Selamat ulang tahun ke 19, Febri.
Selamat ulang tahun ke 20, Febri.
Selamat ulang tahun ke 21, Febri.

Ini kali ke enam aku mengucapkan selamat ulang tahun. Selama itu pula aku dan Febri tidak pernah putus persahabatan. Kami yang duduk bersama selama satu tahun penuh, mengalami suka dan duka bersama-sama. Menjalani remidi bersama-sama. Korupsi uang modul bersama-sama dan bingung membayarnya bersama-sama juga. Sepanjang kelas satu SMA, aku dan Febri tidak pernah berhenti mengirim sms sejak pulang sekolah sampai larut malam untuk membahas berbagai hal meski kami bertemu setiap hari. Aku beruntung menemukan Febri. Aku bahkan terlalu malu untuk mengucapkan terima kasih pada Febri karena tidak pernah pergi di saat semua orang menjauh di kelas satu SMA. Terima kasih, karena sudah berdiri, berjalan dan berlari bersamaku di kelas satu SMA.

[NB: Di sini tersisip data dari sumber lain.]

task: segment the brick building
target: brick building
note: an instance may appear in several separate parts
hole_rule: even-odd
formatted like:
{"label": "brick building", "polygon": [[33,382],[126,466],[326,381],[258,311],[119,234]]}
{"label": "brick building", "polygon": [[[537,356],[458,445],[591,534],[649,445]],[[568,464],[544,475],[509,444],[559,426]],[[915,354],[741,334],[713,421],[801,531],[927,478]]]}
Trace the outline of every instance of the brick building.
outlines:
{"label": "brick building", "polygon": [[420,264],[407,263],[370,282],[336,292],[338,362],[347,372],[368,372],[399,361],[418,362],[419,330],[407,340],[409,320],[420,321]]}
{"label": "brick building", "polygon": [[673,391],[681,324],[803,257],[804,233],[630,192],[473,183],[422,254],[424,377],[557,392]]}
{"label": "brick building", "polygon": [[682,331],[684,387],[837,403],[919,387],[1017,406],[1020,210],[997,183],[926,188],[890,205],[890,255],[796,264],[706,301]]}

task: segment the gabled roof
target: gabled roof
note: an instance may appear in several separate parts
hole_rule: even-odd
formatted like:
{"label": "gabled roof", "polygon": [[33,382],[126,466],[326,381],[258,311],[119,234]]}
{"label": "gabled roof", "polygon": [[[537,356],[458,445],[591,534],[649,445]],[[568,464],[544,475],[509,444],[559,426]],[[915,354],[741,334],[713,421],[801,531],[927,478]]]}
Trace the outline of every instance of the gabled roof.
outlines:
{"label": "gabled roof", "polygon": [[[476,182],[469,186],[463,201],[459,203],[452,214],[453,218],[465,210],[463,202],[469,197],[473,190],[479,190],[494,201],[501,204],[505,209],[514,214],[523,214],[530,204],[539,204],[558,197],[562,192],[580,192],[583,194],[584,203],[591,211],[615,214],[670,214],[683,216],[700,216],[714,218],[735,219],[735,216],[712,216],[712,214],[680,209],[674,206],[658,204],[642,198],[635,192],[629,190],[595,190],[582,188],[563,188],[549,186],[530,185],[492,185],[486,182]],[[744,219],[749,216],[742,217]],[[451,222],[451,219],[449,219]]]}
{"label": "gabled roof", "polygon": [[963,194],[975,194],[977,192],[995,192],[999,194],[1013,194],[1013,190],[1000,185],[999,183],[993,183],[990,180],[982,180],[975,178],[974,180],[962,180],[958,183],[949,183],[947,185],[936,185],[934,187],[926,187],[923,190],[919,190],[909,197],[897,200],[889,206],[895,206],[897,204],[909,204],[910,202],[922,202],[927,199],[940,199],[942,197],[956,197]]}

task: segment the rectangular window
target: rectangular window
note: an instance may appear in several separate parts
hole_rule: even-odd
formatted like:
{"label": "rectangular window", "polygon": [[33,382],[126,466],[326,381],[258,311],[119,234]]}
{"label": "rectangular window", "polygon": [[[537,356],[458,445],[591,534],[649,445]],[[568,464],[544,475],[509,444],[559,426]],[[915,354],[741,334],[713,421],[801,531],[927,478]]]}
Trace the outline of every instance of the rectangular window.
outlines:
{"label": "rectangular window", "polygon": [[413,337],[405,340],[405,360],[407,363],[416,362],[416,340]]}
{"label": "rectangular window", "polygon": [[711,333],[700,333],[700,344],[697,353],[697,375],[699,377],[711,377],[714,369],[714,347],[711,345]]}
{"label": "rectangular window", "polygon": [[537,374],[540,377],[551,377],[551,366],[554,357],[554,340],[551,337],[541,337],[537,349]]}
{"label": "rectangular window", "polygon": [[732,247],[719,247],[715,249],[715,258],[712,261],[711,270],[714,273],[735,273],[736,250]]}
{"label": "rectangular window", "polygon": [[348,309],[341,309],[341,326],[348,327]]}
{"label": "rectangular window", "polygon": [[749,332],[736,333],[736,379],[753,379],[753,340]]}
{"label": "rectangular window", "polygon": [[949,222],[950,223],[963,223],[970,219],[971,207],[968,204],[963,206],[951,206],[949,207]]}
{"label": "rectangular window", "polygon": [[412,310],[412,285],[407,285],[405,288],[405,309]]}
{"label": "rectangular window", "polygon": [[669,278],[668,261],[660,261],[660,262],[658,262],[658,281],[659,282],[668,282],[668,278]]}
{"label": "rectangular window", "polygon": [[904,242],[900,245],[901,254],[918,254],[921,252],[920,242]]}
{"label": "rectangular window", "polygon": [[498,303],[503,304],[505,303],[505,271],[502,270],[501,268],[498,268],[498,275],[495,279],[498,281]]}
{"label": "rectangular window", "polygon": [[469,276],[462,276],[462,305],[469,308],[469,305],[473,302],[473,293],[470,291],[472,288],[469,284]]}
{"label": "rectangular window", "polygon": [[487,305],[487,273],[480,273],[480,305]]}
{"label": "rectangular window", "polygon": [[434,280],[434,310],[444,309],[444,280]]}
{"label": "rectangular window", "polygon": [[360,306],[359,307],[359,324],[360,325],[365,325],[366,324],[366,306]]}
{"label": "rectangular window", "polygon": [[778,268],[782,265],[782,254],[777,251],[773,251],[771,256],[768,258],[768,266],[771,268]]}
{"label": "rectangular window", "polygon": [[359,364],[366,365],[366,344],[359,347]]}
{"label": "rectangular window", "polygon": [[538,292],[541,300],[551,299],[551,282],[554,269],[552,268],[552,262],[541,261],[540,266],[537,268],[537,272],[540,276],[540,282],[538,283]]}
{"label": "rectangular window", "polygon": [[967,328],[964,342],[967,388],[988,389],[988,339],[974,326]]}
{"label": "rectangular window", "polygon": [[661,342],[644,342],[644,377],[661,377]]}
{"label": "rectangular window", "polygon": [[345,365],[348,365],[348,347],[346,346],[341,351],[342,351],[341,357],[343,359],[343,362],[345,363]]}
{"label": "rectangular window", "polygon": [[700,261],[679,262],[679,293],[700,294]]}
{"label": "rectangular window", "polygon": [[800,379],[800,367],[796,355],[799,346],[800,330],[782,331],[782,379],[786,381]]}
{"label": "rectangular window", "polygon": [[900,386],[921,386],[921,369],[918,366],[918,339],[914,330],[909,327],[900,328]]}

Meski tidak pernah berada di kelas yang sama lagi sejak kelas dua SMA, walaupun sahabat-sahabat baru terus datang silih berganti, persahabatanku dan Febri tidak pernah terganti. Meski tidak rutin mengirim sms seperti saat kelas satu SMA, kami masih sering mengabari dan saling menghubungi jika ingin bercerita. Kami tidak pernah benar-benar melupakan meski kegiatan di kelas masing-masing membuat sibuk. Meski tidak saling mempengaruhi lagi, kami masih saja bertemu di ruang remidi hingga kelas tiga SMA berakhir dan aku sadar Febri benar-benar sahabatku. Enam tahun bukan rentang waktu yang sekejap, karena kenangan tercipta dimana-mana. Febri selalu ada saat aku ada posisi tersulit, saat aku membutuhkan pertolongan, saat aku memerlukan tempat berbagi, dan selalu turut tersenyum saat aku merasa bahagia. Febri adalah sahabat yang tepat.


Selamat ulang tahun, Febri.Doa-doa baikku berserakan untukmu, tetapi aku tahu Tuhan akan mengabulkan satu dua doaku sesuai dengan kebutuhanmu.